Serum and Plasma Immunoglobulin G Fc N-Glycosylation Is Stable during Storage

Immunoglobulin G (IgG) glycosylation is studied in biological samples to develop clinical markers for precision medicine, for example, in autoimmune diseases and oncology. Inappropriate storage of proteins, lipids, or metabolites can lead to degradation or modification of biomolecular features, which can have a strong negative impact on accuracy and precision of clinical omics studies. Regarding the preservation of IgG glycosylation, the range of appropriate storage conditions and time frame is understudied. Therefore, we investigated the effect of storage on IgG Fc N-glycosylation in the commonly analyzed biofluids, serum and plasma. Short-term storage and accelerated storage stability were tested by incubating samples from three healthy donors under stress conditions of up to 50 degrees C for 2 weeks using -80 degrees C for 2 weeks as the reference condition. All tested IgG glycosylation features-sialylation, galactosylation, bisection, and fucosylation-remained unchanged up to room temperature as well as during multiple freeze-thaw cycles and exposure to light. Only when subjected to 37 degrees C or 50 degrees C for 2 weeks, galactosylation and sialylation subtly changed.

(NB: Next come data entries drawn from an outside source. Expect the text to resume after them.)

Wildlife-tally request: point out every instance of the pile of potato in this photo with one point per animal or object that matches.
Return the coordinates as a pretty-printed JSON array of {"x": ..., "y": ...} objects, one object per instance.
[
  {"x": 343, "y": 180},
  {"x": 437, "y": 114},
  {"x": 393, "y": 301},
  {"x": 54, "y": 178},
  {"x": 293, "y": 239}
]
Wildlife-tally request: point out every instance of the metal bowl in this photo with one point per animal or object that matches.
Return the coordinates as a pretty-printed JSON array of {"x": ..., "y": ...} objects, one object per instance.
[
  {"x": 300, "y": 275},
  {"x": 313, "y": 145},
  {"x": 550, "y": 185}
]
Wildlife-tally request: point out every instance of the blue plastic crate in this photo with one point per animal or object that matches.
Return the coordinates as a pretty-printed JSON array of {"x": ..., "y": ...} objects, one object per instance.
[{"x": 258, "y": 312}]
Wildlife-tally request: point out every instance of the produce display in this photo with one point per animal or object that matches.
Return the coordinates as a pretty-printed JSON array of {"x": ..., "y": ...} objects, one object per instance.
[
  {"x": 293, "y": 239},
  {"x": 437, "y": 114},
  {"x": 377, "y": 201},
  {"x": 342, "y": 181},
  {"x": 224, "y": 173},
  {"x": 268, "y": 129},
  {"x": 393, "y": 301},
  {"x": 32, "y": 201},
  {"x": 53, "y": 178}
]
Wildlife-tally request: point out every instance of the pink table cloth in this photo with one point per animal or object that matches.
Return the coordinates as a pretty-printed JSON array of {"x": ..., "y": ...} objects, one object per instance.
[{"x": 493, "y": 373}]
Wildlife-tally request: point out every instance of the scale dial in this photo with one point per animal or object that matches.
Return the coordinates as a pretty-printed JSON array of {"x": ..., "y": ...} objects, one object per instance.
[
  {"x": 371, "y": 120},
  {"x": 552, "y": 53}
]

Therefore, clinical IgG glycosylation analysis does not rely as heavily on mild serum and plasma storage conditions and timely analysis as many other omics analyses.

Automated summary

The study focused on the effect of storage on IgG Fc N-glycosylation in serum and plasma samples, finding that most glycosylation features remain stable under normal storage conditions, with only minor changes observed under extreme heat stress conditions. The research suggests that clinical IgG glycosylation analysis may not be as sensitive to storage conditions and timing as other omics studies.